Taipei, Jan. 17 (CNA) Vice Finance Minister Wu Tang-chieh (吳當傑) said Saturday that the National Financial Stabilization Fund will continue to support Taiwan's stock market on Jan. 18 to fend off the impact of a plunge on Wall Street and European markets on Friday.
Wu, the executive secretary and manager of the financial stabilization fund, did not respond to concerns over the results of the national general elections on Saturday, which have raised fears of the possible deterioration in cross-strait ties.
Tsai Ing-wen (蔡英文), the candidate of the opposition Democratic Progressive Party (DPP), easily defeated Eric Chu (朱立倫) of the ruling Kuomintang (KMT) and James Soong (宋楚瑜) of the smaller People First Party.
Though Tsai has stressed she will maintain the status quo in relations with China, the DPP is known for its support for Taiwan's sovereignty and independence and resistance to businesses developing close ties with Chinese companies, in contrast to the KMT's friendly attitude toward China.
The change in the political landscape has led some investors to worry that the KMT's defeat could have an adverse impact on the performance of Taiwan's stock market on Monday.
Saying he respected the outcome of the elections, Wu indicated that their conclusion removes an element of political uncertainty that had been hanging over the market, even if the result was widely expected.

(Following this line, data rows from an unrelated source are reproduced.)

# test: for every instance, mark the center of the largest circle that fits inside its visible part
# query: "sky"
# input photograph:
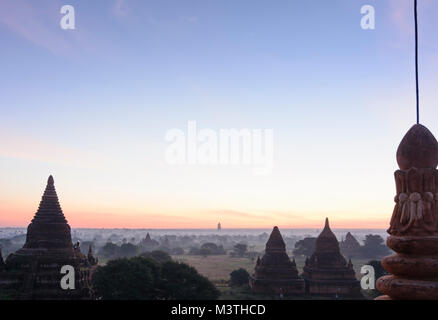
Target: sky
(92, 106)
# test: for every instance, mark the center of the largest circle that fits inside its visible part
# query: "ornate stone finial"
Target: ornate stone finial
(414, 223)
(275, 241)
(418, 149)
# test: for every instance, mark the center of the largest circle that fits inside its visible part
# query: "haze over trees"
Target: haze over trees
(141, 278)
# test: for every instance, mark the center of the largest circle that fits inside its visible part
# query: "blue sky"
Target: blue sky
(92, 106)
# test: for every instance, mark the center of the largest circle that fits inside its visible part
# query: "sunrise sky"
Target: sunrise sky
(92, 107)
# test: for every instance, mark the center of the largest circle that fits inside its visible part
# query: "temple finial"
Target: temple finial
(418, 149)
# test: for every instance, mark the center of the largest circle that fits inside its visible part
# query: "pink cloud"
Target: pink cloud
(37, 22)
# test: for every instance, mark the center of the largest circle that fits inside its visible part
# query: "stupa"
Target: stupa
(274, 272)
(350, 247)
(148, 242)
(414, 224)
(326, 272)
(33, 272)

His bigger concern, however, is the negative effect of volatility in the global financial markets, which fell sharply on Friday amid lingering worries over further weakness in international crude oil prices.
On Friday, the Dow Jones Industrial Average tumbled 2.39 percent, while the markets in Germany and France plunged 2.38 percent and 2.54 percent, respectively, after international crude oil prices fell below the US$30 mark per barrel.
Wu said the financial stabilization fund will continue to keep a close eye on the reaction of Taiwan's market to the global losses at the end of last week, and if shares face any unreasonable selling Monday, the fund will jump in to restore investors' confidence.
The NT$500 billion (US$14.79 billion) stabilization fund is a mechanism set up by the government to serve as a buffer against unexpected external factors that disrupt the bourse.
The fund, which has been in existence since February 2000, intervenes in the market when it receives authorization from the fund committee.
The stabilization fund has made its presence felt since August, when Taiwan's market was hurt by a weakening Chinese yuan and global volatility.
The fund committee has authorized the fund to buy local shares until it holds a review meeting in the afternoon of Jan. 18 to decide whether the intervention will continue.
Tseng Ming-chung (曾銘宗), chairman of the Financial Supervisory Commission (FSC), said the local market will only stabilize if the Chinese yuan turns stable and the equity markets in the United States and Europe stage rebound.
But Tseng said Taiwan's stock market is expected to get support from Taiwan's improving economic fundamentals, as the economy is expected to grow 2.32 percent this year after an estimated 1.06 percent increase last year.
Tseng said he expected further interest rate hikes in the U.S. and moves by other economies to cut rates to send ripples through the non-U.S. dollar currency markets, which is likely to increase the risks to investors in Taiwan's stock market.